Simplistic versus Simplicity
Ignorance v Awareness
Inattention v Knowledge
Laziness v Spirit of Helping
Deception v Honesty, Sincerity
Easy for Us v Easy for Them
I found this contrast online simply googling the word “simplicity.” It popped up in the “images” section. I traced it back to “presentationzen.com”. It is perfect.
I have always sought simplicity, and then rebelled against the simplistic viewpoints I have encountered. Pretending climate change is a hoax is not simplicity. It is ignorance of the mind-bogglingly complex interconnections of the real world. It reminds me of Nancy Reagan’s “Just Say No” debacle of the 1980s. Simplistic attitudes address nothing.
Of course, I found this nugget of perfection on a Zen website. Zen is real. Zen is in-your-face. Zen confronts you with who you are, not the pretty images we all try to project.
The most telling contrast is “Easy for us versus Easy for them.” Ask any programmer and they will tell you that the most complex thing in the world for them is to make a product “intuitive” and user-friendly. Like “the natural look” in makeup, a lot of work goes into its appearance of easy flawlessness. To make something look simple and Zen requires a great deal of up-front thought, planning, and preparation.
Anyone can take something simple and make it look complicated. It takes a genius to make something complicated appear simple. I had an anthropology professor like that. Sitting in his classes made the material seem strikingly obvious and left you feeling like, “Why do the other instructors make all this easy stuff look so hard?” Arthur Helweg (of Western Michigan University) is a genius. That’s all. In my opinion, he is on the level of Steve Jobs.

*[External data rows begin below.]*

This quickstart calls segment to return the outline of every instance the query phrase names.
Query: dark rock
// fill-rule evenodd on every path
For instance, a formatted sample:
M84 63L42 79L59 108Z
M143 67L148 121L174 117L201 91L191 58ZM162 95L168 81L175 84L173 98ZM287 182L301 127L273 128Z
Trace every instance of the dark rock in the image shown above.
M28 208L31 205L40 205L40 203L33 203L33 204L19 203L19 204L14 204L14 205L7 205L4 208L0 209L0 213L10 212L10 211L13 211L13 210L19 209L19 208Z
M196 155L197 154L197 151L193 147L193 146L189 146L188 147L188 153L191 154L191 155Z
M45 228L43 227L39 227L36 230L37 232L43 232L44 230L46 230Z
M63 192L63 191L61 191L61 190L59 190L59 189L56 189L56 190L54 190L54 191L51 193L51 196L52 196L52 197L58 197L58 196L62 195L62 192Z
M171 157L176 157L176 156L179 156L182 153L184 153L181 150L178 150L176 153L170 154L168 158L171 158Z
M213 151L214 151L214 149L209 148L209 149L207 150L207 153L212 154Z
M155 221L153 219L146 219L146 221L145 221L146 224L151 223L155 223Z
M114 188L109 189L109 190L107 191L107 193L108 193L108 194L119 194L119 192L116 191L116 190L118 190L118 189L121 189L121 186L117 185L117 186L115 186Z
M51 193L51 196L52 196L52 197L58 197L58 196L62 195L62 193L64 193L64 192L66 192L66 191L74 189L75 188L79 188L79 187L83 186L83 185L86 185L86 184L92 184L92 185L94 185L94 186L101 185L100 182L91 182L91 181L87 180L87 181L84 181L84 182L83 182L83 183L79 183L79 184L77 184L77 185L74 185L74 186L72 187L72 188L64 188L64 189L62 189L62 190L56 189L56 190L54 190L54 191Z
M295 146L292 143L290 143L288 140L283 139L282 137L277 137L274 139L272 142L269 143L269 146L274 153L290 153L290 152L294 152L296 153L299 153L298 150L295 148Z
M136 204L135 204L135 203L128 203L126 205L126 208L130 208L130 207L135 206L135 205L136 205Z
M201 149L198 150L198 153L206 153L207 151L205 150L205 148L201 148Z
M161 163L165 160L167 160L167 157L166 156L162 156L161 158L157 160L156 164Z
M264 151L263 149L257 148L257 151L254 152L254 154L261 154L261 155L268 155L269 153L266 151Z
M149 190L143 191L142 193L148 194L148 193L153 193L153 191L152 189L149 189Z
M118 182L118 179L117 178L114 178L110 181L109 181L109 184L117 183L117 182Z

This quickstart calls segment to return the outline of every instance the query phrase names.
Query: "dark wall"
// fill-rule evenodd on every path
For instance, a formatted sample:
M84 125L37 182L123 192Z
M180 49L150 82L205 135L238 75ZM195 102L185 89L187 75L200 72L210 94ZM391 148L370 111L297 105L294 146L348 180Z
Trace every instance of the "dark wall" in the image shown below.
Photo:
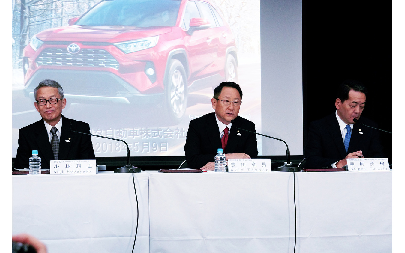
M309 123L334 112L345 79L367 87L362 116L392 132L392 2L320 2L303 1L304 145ZM392 163L392 135L381 136Z

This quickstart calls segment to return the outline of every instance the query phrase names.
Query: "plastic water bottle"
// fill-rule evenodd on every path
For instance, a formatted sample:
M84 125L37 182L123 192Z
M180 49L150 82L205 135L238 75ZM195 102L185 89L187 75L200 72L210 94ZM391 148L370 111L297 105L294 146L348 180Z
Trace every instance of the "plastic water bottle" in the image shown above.
M32 151L32 156L28 160L30 162L30 174L41 174L41 158L38 157L38 151Z
M226 168L226 157L223 153L222 149L218 149L218 154L215 156L215 172L225 172Z

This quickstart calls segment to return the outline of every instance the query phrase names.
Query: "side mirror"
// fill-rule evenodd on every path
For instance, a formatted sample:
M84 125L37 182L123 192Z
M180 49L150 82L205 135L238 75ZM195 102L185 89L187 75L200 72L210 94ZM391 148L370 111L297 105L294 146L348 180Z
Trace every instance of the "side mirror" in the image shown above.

Leave it to our corporate, consumeristic culture to co-opt, bastardize, and taint the beauty of simplicity. Entire magazines are published to help people look simple and eco-friendly. The people in their articles wear $500 pairs of shoes as they tout the advantages of “simplicity.” It is difficult to imagine them missing the point to any greater extent. Meanwhile, McMindfulness overruns corporate America, encouraging workers to pay closer attention to their jobs. If they are not careful, these workers will start seeing through the meaninglessness of their jobs and start finding ways of making their lives genuinely simple.
I guess the reason the image of the contrasts struck me so hard was my attempt to live more simply and how demanding and relentless simplicity, harmony, and Zen truly are. Talking about them are easy, while doing them is something else. Making time for Zen is challenging. Staying on top of demands is never-ending.
I realized a week or so ago that part of my desire to “live more simply” is nothing more complicated than a yearning to be free of my current responsibilities. There is a limit to how simple my life can become while taking care of a sick husband. Also, the weather has made me want to hibernate until spring. The Weather Channel showed a map of the world’s temperature deviations from normal. The Eastern U.S. and Greenland were blue, indicating cooler than normal temps, and the rest of the world was various shades of red and orange, revealing the truth of global warming. In Michigan, many of us don’t even want to open our front doors because it is so bitterly cold. Nodding off is so easy—and tough to justify in a world gone haywire. “Keeping things simple” may be more fantasy than reality at this point in my life. I reject both needless complexity and stupid simplisticness. Funny how it doesn’t feel like I am trying to strike a balance. Or be inordinately contrary. But it sure looks that way.